We got the reversal we were looking for last Friday, but as detailed in the last forecast there is still some uncertainty as to the ultimate outcome of this latest rally.
We remain short from 1462, but a stop in the 1466-1468 range would be prudent. A rally through 1474 changes our forecast, as discussed yesterday.
The euro bounced off the bottom of the rising wedge we’ve been tracking as expected. There is negative divergence relative to the Dec 7 low; so, in all likelihood, the larger wedge should break.
The daily RSI shows the two options quite well — a bounce off the yellow channel line or just a back test of the broken purple channel line.
The dollar continues to move in tandem with equities. It rose last week as SPX rallied, and is off today. But, like EURUSD, there is marked divergence on the daily chart since it broke up through the top of the red price channel and retested the bottom of the white price channel.
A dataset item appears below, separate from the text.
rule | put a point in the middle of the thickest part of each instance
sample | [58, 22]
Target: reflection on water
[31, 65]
It reversed at the .786 of the B-C (purple) drop. And, the 1.618 extension of this move is the same level as the .786 of X-A: 83.10ish. This would set up a tag of the white channel mid-line somewhere around Jan 22-23 (the .886 intersects with the mid-line around Mar 6.)
I posted quite a bit over the weekend about the SPX forecast, so I won’t rehash it here. Suffice it to say we need to see some follow-through on the dip this morning in order to get anything going on the downside.
The 15-min chart shows a potential H&S pattern that targets 1443. But, SPX will need to reverse before 1468 for it to play out.
I’ve updated the channels and harmonics for the most recent top. In general, they confirm the current forecast. But, there is plenty of wiggle room.
continued for members…
Consider this chart which is drawn using arithmetic scale. It clearly shows the rally up from 1343 could be nothing more than a bounce between the 25% line and the mid-line of the large white channel. It looks good as a purple channel back-test, too.
It even works if we expand the purple channel to include the 2010-2011 top. Note what happens if we expand the falling white channel that captured the 2011 correction. Turning the top of that channel into a mid-line results in the following chart.
Note that we now have two nice channel line back-tests in a row: the June and Nov 2012 lows.

These lows are on one trajectory — the 25% line; while, the tops are on a lesser slope — forming a rising wedge that’s being back-tested (as drawn below) or one that’s simply getting closer to an apex.
Note also that Friday’s high precisely tagged a fan line connecting the 2007 top to the Sep 1474 top. It makes for a nice channel top, too.